Former Pasadena Planning Director Richard Bruckner Announces Retirement from Los Angeles County Position

Published : Monday, August 7, 2017 | 6:15 PM

Credit Image courtesy County of Los Angeles

After serving as Los Angeles County Planning Director since 2010, former Pasadena Planning and Development director Richard Bruckner has announced his retirement.

In an interview with the The Planning Report, Bruckner looked back at his 40 years of work in the planning and development sector and shared some of the highlights of his career that created the present climate for housing and city planning in the Los Angeles region.

Bruckner was particularly fond of his memories of working in Pasadena as the city’s planning and redevelopment director.

“I moved to Pasadena as planning and redevelopment director. Clearly, Pasadena has a great history of planning and redevelopment, from both its staff and its elected leadership. I’m very proud of the work we did around the light-rail stations and the emergence of those neighborhoods,” he told The Planning Report.

Bruckner said in particular he was proud of his contributions to the preservation of Pasadena’s historic districts.

“Historic preservation was always in place in Pasadena, but during the decade I was there, it blossomed, and we doubled the number of historic districts.
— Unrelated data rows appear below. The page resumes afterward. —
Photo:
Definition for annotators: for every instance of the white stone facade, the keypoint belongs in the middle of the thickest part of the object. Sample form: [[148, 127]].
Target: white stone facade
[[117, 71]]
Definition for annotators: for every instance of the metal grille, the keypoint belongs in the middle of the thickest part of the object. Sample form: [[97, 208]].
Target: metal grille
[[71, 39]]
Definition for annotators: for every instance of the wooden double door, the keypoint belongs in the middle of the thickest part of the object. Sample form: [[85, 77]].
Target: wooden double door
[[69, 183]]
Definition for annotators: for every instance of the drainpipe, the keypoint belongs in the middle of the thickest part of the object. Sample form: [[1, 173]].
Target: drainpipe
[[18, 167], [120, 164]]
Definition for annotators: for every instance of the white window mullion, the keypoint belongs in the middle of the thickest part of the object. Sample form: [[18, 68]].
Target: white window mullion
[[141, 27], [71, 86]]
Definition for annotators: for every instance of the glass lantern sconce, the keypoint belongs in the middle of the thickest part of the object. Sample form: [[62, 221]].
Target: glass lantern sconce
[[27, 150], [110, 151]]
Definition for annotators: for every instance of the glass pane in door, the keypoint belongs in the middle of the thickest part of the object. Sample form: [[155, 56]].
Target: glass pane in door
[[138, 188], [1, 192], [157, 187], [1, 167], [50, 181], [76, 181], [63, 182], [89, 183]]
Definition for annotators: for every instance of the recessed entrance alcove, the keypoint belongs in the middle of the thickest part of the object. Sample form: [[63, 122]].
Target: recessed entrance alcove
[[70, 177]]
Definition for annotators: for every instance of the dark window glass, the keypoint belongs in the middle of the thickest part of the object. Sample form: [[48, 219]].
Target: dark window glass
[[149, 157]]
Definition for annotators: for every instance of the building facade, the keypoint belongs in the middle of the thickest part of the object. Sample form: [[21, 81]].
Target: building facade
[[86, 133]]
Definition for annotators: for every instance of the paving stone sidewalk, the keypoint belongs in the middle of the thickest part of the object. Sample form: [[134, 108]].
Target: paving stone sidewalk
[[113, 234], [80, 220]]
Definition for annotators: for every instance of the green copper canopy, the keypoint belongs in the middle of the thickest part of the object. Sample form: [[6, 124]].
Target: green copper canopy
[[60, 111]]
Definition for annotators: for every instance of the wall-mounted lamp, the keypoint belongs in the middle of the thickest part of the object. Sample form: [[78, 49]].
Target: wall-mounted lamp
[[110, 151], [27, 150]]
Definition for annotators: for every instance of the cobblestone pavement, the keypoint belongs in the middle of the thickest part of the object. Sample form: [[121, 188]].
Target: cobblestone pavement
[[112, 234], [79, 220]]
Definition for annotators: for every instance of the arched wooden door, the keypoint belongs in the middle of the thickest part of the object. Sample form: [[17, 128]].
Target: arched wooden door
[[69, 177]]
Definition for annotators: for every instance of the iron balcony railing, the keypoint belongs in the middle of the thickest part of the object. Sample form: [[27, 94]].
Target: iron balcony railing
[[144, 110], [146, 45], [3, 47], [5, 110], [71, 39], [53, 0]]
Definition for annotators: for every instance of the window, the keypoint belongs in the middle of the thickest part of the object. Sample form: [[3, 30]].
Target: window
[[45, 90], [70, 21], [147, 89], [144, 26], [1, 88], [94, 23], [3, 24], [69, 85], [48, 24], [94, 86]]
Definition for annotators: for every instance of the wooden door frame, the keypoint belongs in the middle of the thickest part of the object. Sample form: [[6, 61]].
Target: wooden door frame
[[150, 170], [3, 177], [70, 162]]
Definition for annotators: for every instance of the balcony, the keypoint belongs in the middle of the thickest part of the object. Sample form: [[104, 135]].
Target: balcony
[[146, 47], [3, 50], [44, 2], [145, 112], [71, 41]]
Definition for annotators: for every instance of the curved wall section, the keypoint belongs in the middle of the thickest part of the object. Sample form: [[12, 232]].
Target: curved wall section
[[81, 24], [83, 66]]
We saw the revitalization of Paseo Colorado (now the Paseo), and guided city growth that was respectful of neighborhoods and transit policies,” he said.

Under Bruckner’s leadership the number of historic districts in Pasadena was doubled.

Bruckner was also instrumental in the City’s adoption of the Inclusionary Housing Ordinance, completion of Paseo Colorado including restructuring of finances, revision of the Pasadena Zoning Code, and the establishment of three property-based business improvement districts.

According to Bruckner, his experiences as redevelopment director in Pasadena also equipped him better at his job as planning director for the Los Angeles County.

“In the seven and a half years I’ve been with the county, the Board has also adopted its first historic preservations ordinance, as well as several area plans, including the first update in quite a while of the Antelope Valley Area Plan. That is a major accomplishment. We also worked closely with Universal Studios to update their plan, which they have been remarkably successful in implementing,” he said.

With a career in planning that stretches for about 40 years, Bruckner emphasized that a good planner to be successful, must excel in communication skills—both in public and in relationships to decision-makers—common sense, and hard work.

“I’ve stayed in touch with every one of my supervisors. I’ve been blessed to work with great people—most of them women, by the way. Each one brought a different aspect of planning to my education,” he said.

Bruckner recounted his experience in Pasadena with former city manager Cynthia Kurtz who he said, always hammered the importance of tailoring the plan into achieving the agenda of the decision makers.

“In Pasadena, I worked for Cynthia Kurtz, who is a great leader and city manager. She always enforced the idea: Make sure you understand the decision-makers’ agenda. Then work toward achieving their agenda in your planning, and position projects to achieve that agenda,” he said.
Bruckner said he brought that insight about effective collaboration from Pasadena to his job at the county.

“Having an agenda from a public elected official is an important thing. At the county, with the board and with CEO Sachi Hamai, it’s really about collaboration among departments and between departments and the board,” he said.

“You need someone who works hard, collaborates, and can understand the policy agenda. It’s a combination of all of those things,” Bruckner added.

But while Bruckner was willing to share his wealth of experience and insights on the planning profession, he admits, sadly, that some of the skills needed to excel in his profession has now been lost in Los Angeles.

“Let me put it this way: The type of planning we did in redevelopment, because we were very focused on specific neighborhoods, sharpened everyone’s communication tools. It brought us closer to neighborhoods, and it brought many more resources to planning and implementation than we have today,” he said in his interview with The Planning Report.

“I think we’ve lost some of those skills in Los Angeles, because we deal in such broad geographies—in both the city and the county. The county is over 4,000 square miles; in the unincorporated areas, there are 1 million people. The city of LA is a smaller geography, but with 4 million people. I just don’t think the resources are there for planners to drill down into the detailed neighborhood conversations of making plans and building trust. We have to work harder at that now,” Bruckner added.

As he retires, Bruckner stresses on just how important communication is essential in the area of planning and redevelopment.

“Much of it is about communication on many levels: communication with decision-makers, communication with neighborhoods, and communication with staff. Understanding implementation of the plans is also important. And I do think implementation by-right is where a lot of planning is headed now, because of the litigious nature of discretionary decisions,” he said.